Joe’s Coffee, ATLANTA, Georgia, April 20, 2009
My interests have changed in recent months; my time here in front of this screen limited to short bursts of productivity, never self-reflection. But still I should update, shouldn’t I – because the posts up on here reflect a me that was. So here, a post written during a train ride in Spain, full of confusion and misdirection, a former journalist wondering what her future held, watching the farmers from the comfortable distance of speeding train and laptop. I re-post it years later, flip-flops caked with thick red Georgia clay, arms tanned from this past weekend doing something that the girl below could never have imagined.

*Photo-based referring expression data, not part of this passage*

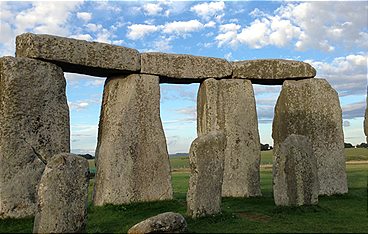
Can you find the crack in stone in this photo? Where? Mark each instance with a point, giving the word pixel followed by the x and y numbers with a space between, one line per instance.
pixel 35 152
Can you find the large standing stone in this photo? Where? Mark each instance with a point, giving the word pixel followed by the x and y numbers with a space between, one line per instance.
pixel 206 159
pixel 91 58
pixel 295 177
pixel 63 196
pixel 366 121
pixel 311 108
pixel 272 71
pixel 168 222
pixel 229 106
pixel 132 158
pixel 34 126
pixel 180 68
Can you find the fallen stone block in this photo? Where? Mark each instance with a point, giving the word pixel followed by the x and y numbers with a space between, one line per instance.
pixel 79 56
pixel 63 196
pixel 168 222
pixel 34 126
pixel 295 177
pixel 206 159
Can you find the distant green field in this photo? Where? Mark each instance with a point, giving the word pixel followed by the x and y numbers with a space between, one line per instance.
pixel 339 214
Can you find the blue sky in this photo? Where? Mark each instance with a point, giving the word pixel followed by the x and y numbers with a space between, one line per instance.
pixel 332 36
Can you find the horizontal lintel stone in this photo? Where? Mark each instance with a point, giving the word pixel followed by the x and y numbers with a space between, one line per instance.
pixel 180 68
pixel 79 56
pixel 272 71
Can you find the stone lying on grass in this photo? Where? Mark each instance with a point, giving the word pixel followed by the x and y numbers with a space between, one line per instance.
pixel 295 180
pixel 180 68
pixel 168 222
pixel 79 56
pixel 63 196
pixel 206 158
pixel 272 71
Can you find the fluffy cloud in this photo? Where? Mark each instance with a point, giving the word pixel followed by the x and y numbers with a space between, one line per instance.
pixel 182 27
pixel 152 9
pixel 85 16
pixel 317 25
pixel 208 10
pixel 138 31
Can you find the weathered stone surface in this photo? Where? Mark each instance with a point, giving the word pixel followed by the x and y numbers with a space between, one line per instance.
pixel 272 71
pixel 62 196
pixel 34 126
pixel 295 177
pixel 229 106
pixel 366 120
pixel 79 56
pixel 179 68
pixel 206 159
pixel 312 108
pixel 168 222
pixel 132 158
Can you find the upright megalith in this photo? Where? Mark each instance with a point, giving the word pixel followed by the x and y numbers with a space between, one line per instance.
pixel 131 156
pixel 229 106
pixel 206 159
pixel 79 56
pixel 311 108
pixel 295 177
pixel 62 196
pixel 34 126
pixel 272 71
pixel 366 120
pixel 182 68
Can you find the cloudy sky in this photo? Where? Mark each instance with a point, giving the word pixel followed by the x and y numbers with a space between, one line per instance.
pixel 332 36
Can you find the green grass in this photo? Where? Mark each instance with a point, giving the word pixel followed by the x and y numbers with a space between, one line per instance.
pixel 344 213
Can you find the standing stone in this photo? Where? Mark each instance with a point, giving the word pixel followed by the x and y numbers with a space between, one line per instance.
pixel 295 177
pixel 63 196
pixel 272 71
pixel 312 108
pixel 34 126
pixel 79 56
pixel 168 222
pixel 366 121
pixel 132 159
pixel 229 106
pixel 206 159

Train from ALMERIA to SEVILLE, España, September 28, 2006
I got a letter, about two years ago. The envelope was thick; yellow, with horizontal grains. In the top right corner, there was a black embossed logo. Simple.
The New York Times.
I had met Nancy Sharkey, the NYT recruiter, at Poynter a few weeks before. She sent me a letter to let me know that the New York Times was interested in tracking me. Interested in seeing how my career went. To paraphrase the ending of the letter, I was instructed to “make the most of my opportunities in journalism.”
Astonished, I emailed my classmates from the Poynter program.

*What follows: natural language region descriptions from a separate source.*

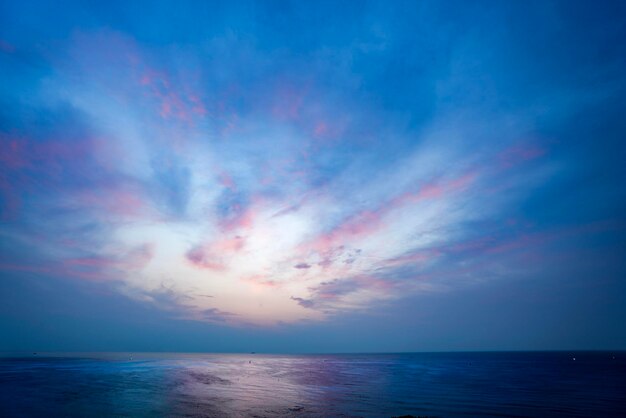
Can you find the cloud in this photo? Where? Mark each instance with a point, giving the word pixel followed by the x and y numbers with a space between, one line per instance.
pixel 176 175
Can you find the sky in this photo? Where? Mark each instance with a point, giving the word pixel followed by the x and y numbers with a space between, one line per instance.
pixel 282 176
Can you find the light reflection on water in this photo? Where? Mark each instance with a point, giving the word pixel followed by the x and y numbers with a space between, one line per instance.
pixel 223 385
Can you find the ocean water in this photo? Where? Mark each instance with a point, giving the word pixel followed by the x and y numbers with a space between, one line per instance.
pixel 535 384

Had anyone else gotten a letter?
If anyone had, they didn’t admit to it via the listserv.
There I was, in my one bedroom apartment in San Antonio, clutching the letter that every journalist wants to get someday. They were interested in me.

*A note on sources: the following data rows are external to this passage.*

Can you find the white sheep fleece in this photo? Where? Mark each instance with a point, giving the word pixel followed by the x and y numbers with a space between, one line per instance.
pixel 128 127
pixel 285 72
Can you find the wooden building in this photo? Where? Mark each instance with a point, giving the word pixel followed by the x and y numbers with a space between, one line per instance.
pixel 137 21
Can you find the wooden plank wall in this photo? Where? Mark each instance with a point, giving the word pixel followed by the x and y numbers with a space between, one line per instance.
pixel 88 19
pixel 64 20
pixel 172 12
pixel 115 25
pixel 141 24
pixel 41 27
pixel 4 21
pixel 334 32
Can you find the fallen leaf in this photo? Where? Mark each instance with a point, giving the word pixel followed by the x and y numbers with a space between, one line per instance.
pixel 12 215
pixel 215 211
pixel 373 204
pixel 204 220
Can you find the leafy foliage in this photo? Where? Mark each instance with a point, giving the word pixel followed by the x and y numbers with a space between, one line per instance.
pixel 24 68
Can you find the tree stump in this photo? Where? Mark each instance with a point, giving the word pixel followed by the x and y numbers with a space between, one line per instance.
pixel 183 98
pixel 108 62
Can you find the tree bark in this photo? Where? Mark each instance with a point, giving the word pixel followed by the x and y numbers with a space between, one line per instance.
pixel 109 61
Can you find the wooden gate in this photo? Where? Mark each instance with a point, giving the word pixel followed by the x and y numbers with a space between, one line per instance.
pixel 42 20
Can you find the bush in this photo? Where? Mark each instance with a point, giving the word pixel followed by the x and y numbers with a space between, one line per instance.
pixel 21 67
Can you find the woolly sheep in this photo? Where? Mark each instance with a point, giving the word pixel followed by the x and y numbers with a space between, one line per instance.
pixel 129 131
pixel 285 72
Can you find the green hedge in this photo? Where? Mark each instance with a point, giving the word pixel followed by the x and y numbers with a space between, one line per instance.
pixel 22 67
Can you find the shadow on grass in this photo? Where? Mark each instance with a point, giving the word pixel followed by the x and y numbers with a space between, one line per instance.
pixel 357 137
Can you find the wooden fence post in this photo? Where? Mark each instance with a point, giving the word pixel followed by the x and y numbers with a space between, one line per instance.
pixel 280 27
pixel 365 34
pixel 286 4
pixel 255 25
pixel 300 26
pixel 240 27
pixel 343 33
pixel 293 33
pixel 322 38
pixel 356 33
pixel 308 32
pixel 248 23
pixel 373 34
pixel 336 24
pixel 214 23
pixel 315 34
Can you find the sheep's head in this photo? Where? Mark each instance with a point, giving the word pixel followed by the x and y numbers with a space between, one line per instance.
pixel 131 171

Immediately, my head filled with plans.
Yes, I would write Ms. Sharkey. Thank her for the interview. I’d send her my college thesis – the one we’d talked about for so long – and then, in six months, I’d follow up with recent clips, prima facie evidence of my suitability. I was 23, then – I couldn’t hope to work for the Times until I was at least 27 …
On and on.
My head made plans my body never followed through on.
I’m shamed to admit that it’s been two years, and I haven’t sent a thing.
Nor, in complete honesty, have I really done anything worth sending.
I’m on a train in Spain now, riding backwards yet again. The desert that stretches from Grenada to the Mediterreanean is mountainous, and arid – scattered with small towns and shrubs. The train clawed its way to Almerîa a few days ago so I could swim in azure waters. Now it claws its way back, backward over tracks slung between mountaintops.
I ride by small farms, crumbling houses made of stone, where one could wake up, look out the window, and see the day’s work ahead. Pick tomatoes. Weed corn. All those farmer-type things I’m too citified to even know how to describe.
How different it must feel to be able to stand firmly with toes dug deep into red dirt, and feel to your bones that this is who you are.
Unlike this journalist-cum-blogger, whose last byline was a year and half ago; who traded in her reporter’s badge for the mantle of corporate responsibility, only to find it too heavy to bear.